Но, несмотря на все это, окружение Нерона Цезаря, то ли по наущению Сеяна, то ли желая угодить Агриппине и считая, что дни Тиберия сочтены, всячески подталкивало Нерона Цезаря к действиям, которые ухудшали его отношения с Тиберием. Как пишет Корнелий Тацит, «хотя Нерон держался с подобающей юноше скромностью, однако нередко случалось, что он забывал, как нужно себя вести при сложившихся обстоятельствах, ибо его клиенты и вольноотпущенники, стремясь поскорее добиться влияния, всячески внушали ему, что он должен выказывать смелость и независимость: этого хочет римский народ, хочет войско, и Сеян, одинаково издевающийся над терпением старика и робостью юноши, не посмеет воспрепятствовать ему в этом. Несмотря на эти и им подобные речи, Нерон не питал никаких преступных намерений, но иногда у него вырывались слишком дерзкие и необдуманные слова, которые подхватывались приставленными к нему соглядатаями и преувеличивались в их донесениях, тогда как он не имел возможности оправдаться». Со временем Нерон Цезарь попал в опалу, что к 28 году стало ясно уже всем. «Одни старались уклониться от встречи с ним, другие, поздоровавшись, сейчас же отворачивались, многие торопились прервать начатый разговор и покинуть его, тогда как приверженцы Сеяна, напротив, следовали за ним по пятам и оскорбительно подшучивали над ним. Да и Тиберий принимал его, то угрюмо насупившись, то с деланной улыбкою на лице; но говорил ли юноша или молчал, ему вменялось в вину и его безмолвие, и его слова».

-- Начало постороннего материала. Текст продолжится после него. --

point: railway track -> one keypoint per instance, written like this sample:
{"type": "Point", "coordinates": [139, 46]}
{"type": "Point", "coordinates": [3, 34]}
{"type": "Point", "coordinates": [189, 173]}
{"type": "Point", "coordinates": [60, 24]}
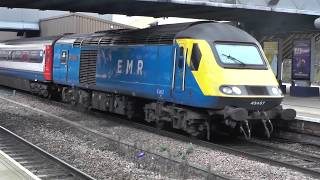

Нерон Цезарь нигде не мог найти поддержки. Родной брат Друз Цезарь враждовал с ним, подстрекаемый Сеяном. Брак Нерона Цезаря оказался неудачным: детей у него с женой не было, и отношения супругов становились все более неприязненными. «Даже ночь подстерегала его своими опасностями: о его сне и бодрствовании, о каждом вздохе жена сообщала своей матери Ливии (Ливии Ливилле), а та Сеяну».
В 28 году Тиберий отправил Агриппину Старшую и Нерона Цезаря из Рима в Геркуланум.